11.9.06
Middlemarch 2
Salvo en el caso de Álvaro Pombo –que le está sacando un partido formidable a lo poco que nuestros escritores frecuentan el XIX inglés– las novelas sobre el bien dormitan en el pabellón de los novelistas mojigatos. La literatura moderna lleva mucho tiempo convencida de que tanta bondad, más que imposible, es de mal gusto. Por eso, cuando alguien afronta el bien como contrario de la mojigatería y los buenos sentimientos como incompatibles con la hipocresía religiosa, el resultado corre un riesgo que va de lo naïf a lo panfletario, salvo que se cimente sobre un héroe de verdad.
O una heroína. Dorothea Brooke (más tarde Dorothea Casaubon y finalmente Dorothea... –no, esto no debe decirse–), la heroína de Middlemarch, la madonna mayor rodeada de otras madonnas menores como Mary Garth, es uno de estos personajes. Las mismas razones que tuvo para permanecer junto al viejo erudito Casaubon son las que luego le empujaron a... (no, esto tampoco debe decirse), es decir, una confianza ciega en sus principios; una confianza, diría yo, previa, como es el genio de algunos artistas que no necesitan del tesón para triunfar. Durante las primeras 500 páginas, uno se ve inclinado a sospechar que Dorothea es un poco boba. Al pobre Casaubon, su marido, la autora le pega unos palos inclementes. Dan muchas veces ganas de decirle “oiga, señora, que ese tipo no es tan malo”, lo cual diría mucho en su favor, ciertamente, porque George Eliot prodiga la rara habilidad de presentarnos a los personajes con un deliberado exceso de dureza, para que los juzguemos mal, por así decir, y sean ellos, a lo largo de la novela, los que al rebelarse contra el dictamen de la autora cobren una viveza –un estar vivos– y una autenticidad que de otro modo quedaría muerta bajo los mandobles de su creadora. Eso Tolstoi lo borda.

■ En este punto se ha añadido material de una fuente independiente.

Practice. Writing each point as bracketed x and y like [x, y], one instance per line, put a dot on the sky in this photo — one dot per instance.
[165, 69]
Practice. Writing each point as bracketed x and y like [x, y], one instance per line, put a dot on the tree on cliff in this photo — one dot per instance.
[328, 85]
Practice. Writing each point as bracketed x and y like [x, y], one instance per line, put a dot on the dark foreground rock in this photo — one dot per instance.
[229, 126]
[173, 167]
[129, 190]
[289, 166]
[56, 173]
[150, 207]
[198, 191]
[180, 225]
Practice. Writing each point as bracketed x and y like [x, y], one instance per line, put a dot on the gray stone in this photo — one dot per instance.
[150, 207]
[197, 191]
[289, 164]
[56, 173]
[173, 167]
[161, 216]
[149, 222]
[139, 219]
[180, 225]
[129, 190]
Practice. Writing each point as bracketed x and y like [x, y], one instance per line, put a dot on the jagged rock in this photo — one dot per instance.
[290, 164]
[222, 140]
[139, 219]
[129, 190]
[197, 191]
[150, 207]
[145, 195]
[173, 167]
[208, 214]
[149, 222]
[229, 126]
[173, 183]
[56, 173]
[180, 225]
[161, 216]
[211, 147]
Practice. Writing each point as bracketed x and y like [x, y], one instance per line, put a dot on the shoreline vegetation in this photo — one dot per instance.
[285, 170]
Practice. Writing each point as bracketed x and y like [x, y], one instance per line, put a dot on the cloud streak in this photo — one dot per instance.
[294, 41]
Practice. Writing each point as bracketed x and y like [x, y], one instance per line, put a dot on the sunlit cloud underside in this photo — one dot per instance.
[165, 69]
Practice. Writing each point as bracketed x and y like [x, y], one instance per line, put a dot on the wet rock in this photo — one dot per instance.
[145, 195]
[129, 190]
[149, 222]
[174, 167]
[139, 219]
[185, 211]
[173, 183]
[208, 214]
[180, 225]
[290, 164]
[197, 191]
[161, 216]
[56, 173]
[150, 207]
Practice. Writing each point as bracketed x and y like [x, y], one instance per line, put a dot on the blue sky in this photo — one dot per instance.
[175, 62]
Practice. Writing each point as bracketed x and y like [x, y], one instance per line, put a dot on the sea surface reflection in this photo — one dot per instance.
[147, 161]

Pero ni Dorothea era tan boba, si bien se piensa, ni tenía por qué no serlo: casarse con un viejo achacoso que guarda una fortuna y está siempre metido en su biblioteca no es un mal plan; hacerlo a los veinte años, sin embargo, es un crimen. Pero el pobre Casaubon casca muy pronto, la recompensa a tanta bondad, tanta resignación y tanto callado sufrimiento llega casi con prisas. Creo que es la única vez en toda la novela que he visto a Eliot con prisas, cuando se quería deshacer de Casaubon. Hasta Raffles (el borracho que llega al pueblo en plan cabo del miedo y... –no, no–) merece una muerte de más páginas. Casaubon se para como un reloj. Se muere en la postura de los vivos, como Unamuno, otro que tal.
Lo curioso es el fenomenal pollo que monta Eliot para que Dorothea tenga la oportunidad de que sus deseos se cumplan bajo la apariencia de un rigor moral que puede dejarla sin amistades en una ciudad tan apretada como Middlemarch, donde sólo se piensa en las herencias y en los milímetros insalvables que separan unas clases de otras. Es imposible no disfrutar del brío con que Eliot maneja entonces tres historias distintas (la sonrisa de Mary Garth y los bolsillos rotos de Fred, la estúpida de Rossamon y el bienintencionado Lydgate, aparte de la propia Dorothea y...) y desemboca en una acción heroica que, si se piensa, no lo es tanto, empezando porque todos lo estábamos deseando. Da la impresión entonces de que Eliot maneja con potente parsimonia un tiro de tres pares de caballos sin que ninguno tropiece ni cabecee. Es entonces cuando surgen como una flor las rehabilitaciones morales y más desfavorecidos salen los moralistas de toda la vida, y cuando se crea un estado de ánimo en el lector que no puede mas que beatificar a Dorothea e incluso a... (no, no, esto tampoco).
En el siglo XX fueron más escrupulosos. En el siglo XX Casaubon habría sido un viejo enfermo durante medio siglo más, y la única redención habría sido matarlo. Eliot le hizo ese favor a Dorothea: también se sacrificó por ella.